Simulate Gaussian and binary covariate predictors
generate_X.Rd
simulate Gaussian predictors with mean zero and covariance structure determined by "cov_type" argument. Then p_b randomly selected columns are dichotomized.
Arguments
- n
number of observations (rows of X)
- p
total number of covariates (columns of X) both continuous and binary
- p_b
number of binary covariates (0 <= p_b <= p)
- cov_type
character string specifying the covariance function. Can be one of "cov_diag" (independent columns), "cov_equi" (equi-correlated columns), or "cov_ar1" (ar1-correlated columns). The columns are shuffled during simulation
- rho
correlation parameter; input to the cov_type function
Value
the simulated data.frame with n rows and p columns (p_b of which are binary and p-p_b of which are gaussian). Each column is either of class "numeric" or "factor".
Details
This function simulates a data frame, whose rows are multivariate Gaussian with mean zero and covariance structure determined by "cov_type" argument. Then p_b randomly selected columns are dichotomized with the function 1(x>0).
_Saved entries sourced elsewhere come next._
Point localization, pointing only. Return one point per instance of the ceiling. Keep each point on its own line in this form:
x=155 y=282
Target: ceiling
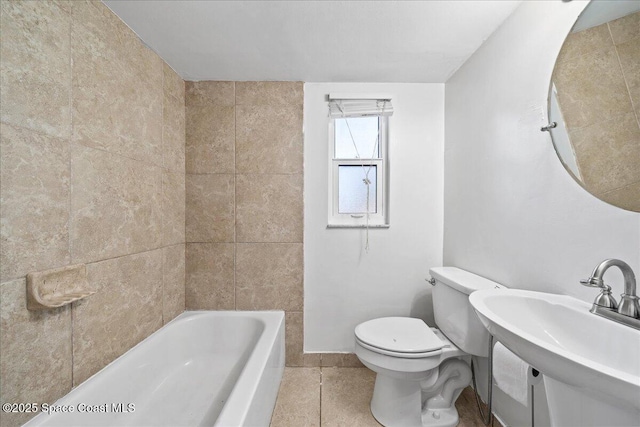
x=314 y=41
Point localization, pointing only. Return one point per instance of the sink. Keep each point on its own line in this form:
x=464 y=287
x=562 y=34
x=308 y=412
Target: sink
x=591 y=364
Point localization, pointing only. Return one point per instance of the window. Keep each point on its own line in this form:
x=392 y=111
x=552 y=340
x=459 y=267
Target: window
x=358 y=144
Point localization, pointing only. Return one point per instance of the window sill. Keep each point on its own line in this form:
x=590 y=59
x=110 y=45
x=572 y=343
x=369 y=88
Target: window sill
x=357 y=226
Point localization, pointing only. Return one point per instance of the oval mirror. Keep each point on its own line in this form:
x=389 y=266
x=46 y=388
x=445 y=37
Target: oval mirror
x=594 y=99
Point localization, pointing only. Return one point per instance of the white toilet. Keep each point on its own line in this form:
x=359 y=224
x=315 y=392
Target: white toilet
x=420 y=370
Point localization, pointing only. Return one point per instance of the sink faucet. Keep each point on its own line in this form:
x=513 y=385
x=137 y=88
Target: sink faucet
x=628 y=312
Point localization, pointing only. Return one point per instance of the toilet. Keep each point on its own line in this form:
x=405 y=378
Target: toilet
x=421 y=371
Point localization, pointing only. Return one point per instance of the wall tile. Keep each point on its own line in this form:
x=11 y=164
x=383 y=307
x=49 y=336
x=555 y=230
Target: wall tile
x=173 y=208
x=591 y=87
x=298 y=401
x=274 y=94
x=210 y=276
x=35 y=83
x=210 y=133
x=629 y=54
x=35 y=346
x=117 y=99
x=115 y=205
x=34 y=196
x=209 y=93
x=172 y=83
x=119 y=39
x=269 y=208
x=173 y=275
x=269 y=276
x=294 y=341
x=587 y=42
x=608 y=152
x=269 y=140
x=625 y=28
x=173 y=133
x=625 y=197
x=210 y=208
x=110 y=322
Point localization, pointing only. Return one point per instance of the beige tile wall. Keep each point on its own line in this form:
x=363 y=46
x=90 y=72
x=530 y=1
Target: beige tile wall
x=598 y=81
x=244 y=201
x=92 y=171
x=244 y=204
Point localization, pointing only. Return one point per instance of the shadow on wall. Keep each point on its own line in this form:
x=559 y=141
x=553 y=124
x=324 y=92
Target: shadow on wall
x=422 y=307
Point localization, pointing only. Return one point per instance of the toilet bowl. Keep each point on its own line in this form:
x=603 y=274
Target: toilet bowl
x=421 y=371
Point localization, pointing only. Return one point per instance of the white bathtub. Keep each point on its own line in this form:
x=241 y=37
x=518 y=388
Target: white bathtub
x=204 y=368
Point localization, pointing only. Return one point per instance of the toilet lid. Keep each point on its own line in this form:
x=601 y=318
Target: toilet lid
x=399 y=334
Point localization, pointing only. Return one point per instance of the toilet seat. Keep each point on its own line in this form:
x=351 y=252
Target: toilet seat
x=399 y=337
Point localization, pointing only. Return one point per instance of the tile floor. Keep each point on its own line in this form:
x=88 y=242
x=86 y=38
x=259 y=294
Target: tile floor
x=340 y=397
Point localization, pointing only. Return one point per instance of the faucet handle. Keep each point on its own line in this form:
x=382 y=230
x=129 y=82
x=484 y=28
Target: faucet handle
x=594 y=282
x=605 y=299
x=629 y=306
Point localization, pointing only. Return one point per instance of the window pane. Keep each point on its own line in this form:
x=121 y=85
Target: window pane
x=365 y=135
x=352 y=190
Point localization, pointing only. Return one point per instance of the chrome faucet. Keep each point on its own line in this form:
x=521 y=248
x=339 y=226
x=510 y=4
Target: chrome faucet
x=605 y=305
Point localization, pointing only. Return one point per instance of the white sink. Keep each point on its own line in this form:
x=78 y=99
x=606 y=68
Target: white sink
x=591 y=364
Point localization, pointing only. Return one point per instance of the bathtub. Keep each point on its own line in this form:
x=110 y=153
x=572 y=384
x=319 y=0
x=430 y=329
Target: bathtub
x=204 y=368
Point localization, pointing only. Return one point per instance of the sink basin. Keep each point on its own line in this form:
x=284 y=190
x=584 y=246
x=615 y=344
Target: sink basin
x=591 y=364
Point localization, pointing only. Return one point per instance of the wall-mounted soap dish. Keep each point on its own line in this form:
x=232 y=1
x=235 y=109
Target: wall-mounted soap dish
x=57 y=287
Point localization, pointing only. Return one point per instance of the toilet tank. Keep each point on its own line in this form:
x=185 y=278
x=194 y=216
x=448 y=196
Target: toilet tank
x=454 y=314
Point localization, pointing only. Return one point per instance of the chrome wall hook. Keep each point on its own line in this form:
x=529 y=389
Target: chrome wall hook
x=548 y=127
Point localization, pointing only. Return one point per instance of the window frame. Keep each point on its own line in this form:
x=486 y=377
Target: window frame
x=379 y=219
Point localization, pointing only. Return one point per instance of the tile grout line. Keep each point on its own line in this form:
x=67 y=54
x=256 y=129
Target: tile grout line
x=320 y=420
x=71 y=306
x=162 y=204
x=235 y=207
x=624 y=77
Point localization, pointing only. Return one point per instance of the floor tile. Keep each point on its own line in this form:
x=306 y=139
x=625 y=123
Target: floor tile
x=298 y=402
x=346 y=396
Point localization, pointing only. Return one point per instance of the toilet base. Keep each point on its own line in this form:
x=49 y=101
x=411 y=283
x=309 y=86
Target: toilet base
x=396 y=402
x=429 y=402
x=440 y=417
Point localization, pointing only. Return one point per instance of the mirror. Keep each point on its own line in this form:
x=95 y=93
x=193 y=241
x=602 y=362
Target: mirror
x=594 y=99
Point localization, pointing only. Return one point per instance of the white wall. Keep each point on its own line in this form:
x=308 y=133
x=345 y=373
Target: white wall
x=512 y=212
x=344 y=285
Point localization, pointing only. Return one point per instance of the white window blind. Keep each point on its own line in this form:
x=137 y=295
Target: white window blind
x=339 y=108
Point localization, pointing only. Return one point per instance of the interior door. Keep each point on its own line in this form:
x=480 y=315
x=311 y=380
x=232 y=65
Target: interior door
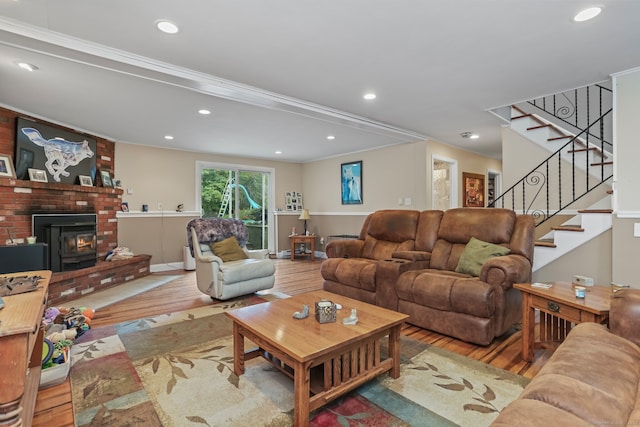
x=233 y=192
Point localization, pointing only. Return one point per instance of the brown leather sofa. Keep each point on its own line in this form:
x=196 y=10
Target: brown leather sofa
x=415 y=274
x=390 y=242
x=592 y=379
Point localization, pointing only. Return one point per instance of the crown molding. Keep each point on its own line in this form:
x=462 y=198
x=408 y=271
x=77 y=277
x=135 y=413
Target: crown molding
x=36 y=39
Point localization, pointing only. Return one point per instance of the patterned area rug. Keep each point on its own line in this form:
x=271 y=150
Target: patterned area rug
x=177 y=370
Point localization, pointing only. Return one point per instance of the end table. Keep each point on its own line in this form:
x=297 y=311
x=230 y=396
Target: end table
x=560 y=310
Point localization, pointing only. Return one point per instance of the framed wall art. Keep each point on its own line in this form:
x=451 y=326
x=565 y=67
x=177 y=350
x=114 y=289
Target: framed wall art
x=63 y=155
x=6 y=167
x=85 y=180
x=472 y=190
x=105 y=178
x=351 y=178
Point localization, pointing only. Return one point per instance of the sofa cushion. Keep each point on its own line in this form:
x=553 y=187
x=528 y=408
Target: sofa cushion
x=476 y=253
x=245 y=269
x=354 y=272
x=228 y=250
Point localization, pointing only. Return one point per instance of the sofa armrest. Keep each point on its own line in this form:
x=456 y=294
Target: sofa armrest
x=624 y=314
x=258 y=253
x=344 y=249
x=506 y=270
x=413 y=255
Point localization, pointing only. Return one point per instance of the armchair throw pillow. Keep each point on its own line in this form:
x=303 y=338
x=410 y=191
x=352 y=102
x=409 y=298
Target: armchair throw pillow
x=228 y=250
x=476 y=253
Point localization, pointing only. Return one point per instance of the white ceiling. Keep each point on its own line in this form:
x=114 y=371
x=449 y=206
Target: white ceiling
x=284 y=74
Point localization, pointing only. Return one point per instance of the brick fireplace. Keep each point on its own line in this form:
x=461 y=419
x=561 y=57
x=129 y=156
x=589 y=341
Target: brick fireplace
x=20 y=199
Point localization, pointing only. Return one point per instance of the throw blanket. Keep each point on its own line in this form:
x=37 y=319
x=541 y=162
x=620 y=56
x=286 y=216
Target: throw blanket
x=211 y=230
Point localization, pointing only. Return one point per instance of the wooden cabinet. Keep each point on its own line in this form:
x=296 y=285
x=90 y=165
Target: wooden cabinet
x=21 y=340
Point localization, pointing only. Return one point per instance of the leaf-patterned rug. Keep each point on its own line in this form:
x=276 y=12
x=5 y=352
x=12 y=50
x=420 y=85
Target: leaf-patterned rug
x=177 y=370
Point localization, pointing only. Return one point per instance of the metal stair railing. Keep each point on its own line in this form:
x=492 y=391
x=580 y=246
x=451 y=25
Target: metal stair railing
x=576 y=107
x=532 y=194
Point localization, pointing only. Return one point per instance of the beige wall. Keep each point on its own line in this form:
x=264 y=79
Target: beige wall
x=467 y=162
x=625 y=246
x=592 y=259
x=157 y=175
x=388 y=174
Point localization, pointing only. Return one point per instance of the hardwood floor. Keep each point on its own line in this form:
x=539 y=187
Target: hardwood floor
x=53 y=405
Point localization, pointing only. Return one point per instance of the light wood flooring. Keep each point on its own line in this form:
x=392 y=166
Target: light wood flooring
x=53 y=405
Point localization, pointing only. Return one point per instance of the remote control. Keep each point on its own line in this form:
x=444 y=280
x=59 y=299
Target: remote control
x=541 y=285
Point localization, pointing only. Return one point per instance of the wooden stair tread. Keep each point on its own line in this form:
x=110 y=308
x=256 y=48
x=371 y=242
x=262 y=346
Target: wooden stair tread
x=595 y=211
x=524 y=116
x=545 y=125
x=568 y=228
x=545 y=243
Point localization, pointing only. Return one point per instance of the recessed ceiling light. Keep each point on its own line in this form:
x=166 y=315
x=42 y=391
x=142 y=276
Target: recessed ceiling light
x=167 y=26
x=586 y=14
x=27 y=66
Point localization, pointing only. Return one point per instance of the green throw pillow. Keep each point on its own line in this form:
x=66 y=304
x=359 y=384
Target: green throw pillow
x=477 y=253
x=228 y=249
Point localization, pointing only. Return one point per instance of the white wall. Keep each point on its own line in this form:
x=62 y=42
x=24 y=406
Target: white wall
x=626 y=126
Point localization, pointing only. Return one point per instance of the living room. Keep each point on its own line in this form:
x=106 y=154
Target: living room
x=395 y=176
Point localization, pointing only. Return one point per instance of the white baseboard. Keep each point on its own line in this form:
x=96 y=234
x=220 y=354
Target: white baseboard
x=156 y=268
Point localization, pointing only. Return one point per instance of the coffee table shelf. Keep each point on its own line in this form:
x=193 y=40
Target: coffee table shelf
x=324 y=360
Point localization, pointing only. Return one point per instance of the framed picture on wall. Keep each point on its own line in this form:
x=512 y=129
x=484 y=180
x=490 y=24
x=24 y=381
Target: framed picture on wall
x=472 y=190
x=105 y=177
x=85 y=180
x=351 y=178
x=38 y=175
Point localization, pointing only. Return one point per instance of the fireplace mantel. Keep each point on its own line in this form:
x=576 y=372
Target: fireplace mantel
x=20 y=185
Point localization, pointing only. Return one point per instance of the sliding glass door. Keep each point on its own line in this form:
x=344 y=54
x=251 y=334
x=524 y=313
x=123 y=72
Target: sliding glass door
x=240 y=192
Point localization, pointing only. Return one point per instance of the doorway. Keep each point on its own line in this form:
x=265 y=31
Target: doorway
x=444 y=183
x=240 y=192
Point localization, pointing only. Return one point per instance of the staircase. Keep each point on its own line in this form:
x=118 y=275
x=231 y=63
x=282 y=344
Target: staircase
x=581 y=160
x=586 y=225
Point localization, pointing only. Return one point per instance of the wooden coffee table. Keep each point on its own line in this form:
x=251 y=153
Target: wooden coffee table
x=325 y=360
x=560 y=310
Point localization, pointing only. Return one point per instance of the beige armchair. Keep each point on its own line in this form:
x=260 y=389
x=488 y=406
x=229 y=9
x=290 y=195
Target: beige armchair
x=224 y=279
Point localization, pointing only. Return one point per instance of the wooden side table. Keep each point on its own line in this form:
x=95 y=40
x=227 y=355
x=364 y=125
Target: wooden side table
x=307 y=240
x=560 y=310
x=21 y=339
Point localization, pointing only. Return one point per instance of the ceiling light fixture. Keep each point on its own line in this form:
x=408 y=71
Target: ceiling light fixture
x=167 y=26
x=469 y=135
x=586 y=14
x=27 y=66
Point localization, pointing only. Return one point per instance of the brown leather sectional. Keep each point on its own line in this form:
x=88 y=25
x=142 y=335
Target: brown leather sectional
x=592 y=379
x=405 y=260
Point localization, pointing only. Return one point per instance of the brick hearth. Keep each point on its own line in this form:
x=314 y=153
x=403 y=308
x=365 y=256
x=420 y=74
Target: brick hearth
x=68 y=285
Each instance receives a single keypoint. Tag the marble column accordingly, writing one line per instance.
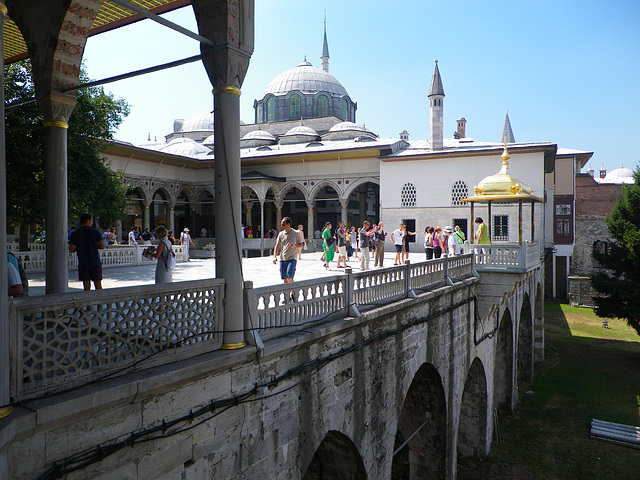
(57, 109)
(229, 24)
(5, 359)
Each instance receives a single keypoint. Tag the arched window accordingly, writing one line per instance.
(459, 190)
(271, 109)
(408, 195)
(344, 109)
(294, 107)
(323, 106)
The continuous columns are of class "numeric" and the binary columns are set to class "factor".
Examples
library(knockofftools)
# all columns are continuous:
X <- generate_X(n=100, p=6, p_b=0, cov_type="cov_equi", rho=0.5)
round(cor(X), 2)
#> X1 X2 X3 X4 X5 X6
#> X1 1.00 0.50 0.53 0.59 0.44 0.52
#> X2 0.50 1.00 0.64 0.61 0.53 0.63
#> X3 0.53 0.64 1.00 0.53 0.58 0.61
#> X4 0.59 0.61 0.53 1.00 0.54 0.62
#> X5 0.44 0.53 0.58 0.54 1.00 0.52
#> X6 0.52 0.63 0.61 0.62 0.52 1.00
# two of the six columns are dichotomized (and set to class factor):
X <- generate_X(n=100, p=6, p_b=2, cov_type="cov_equi", rho=0.5)
# The class of each column:
unlist(lapply(X, class))
#> X1 X2 X3 X4 X5 X6
#> "factor" "numeric" "numeric" "factor" "numeric" "numeric"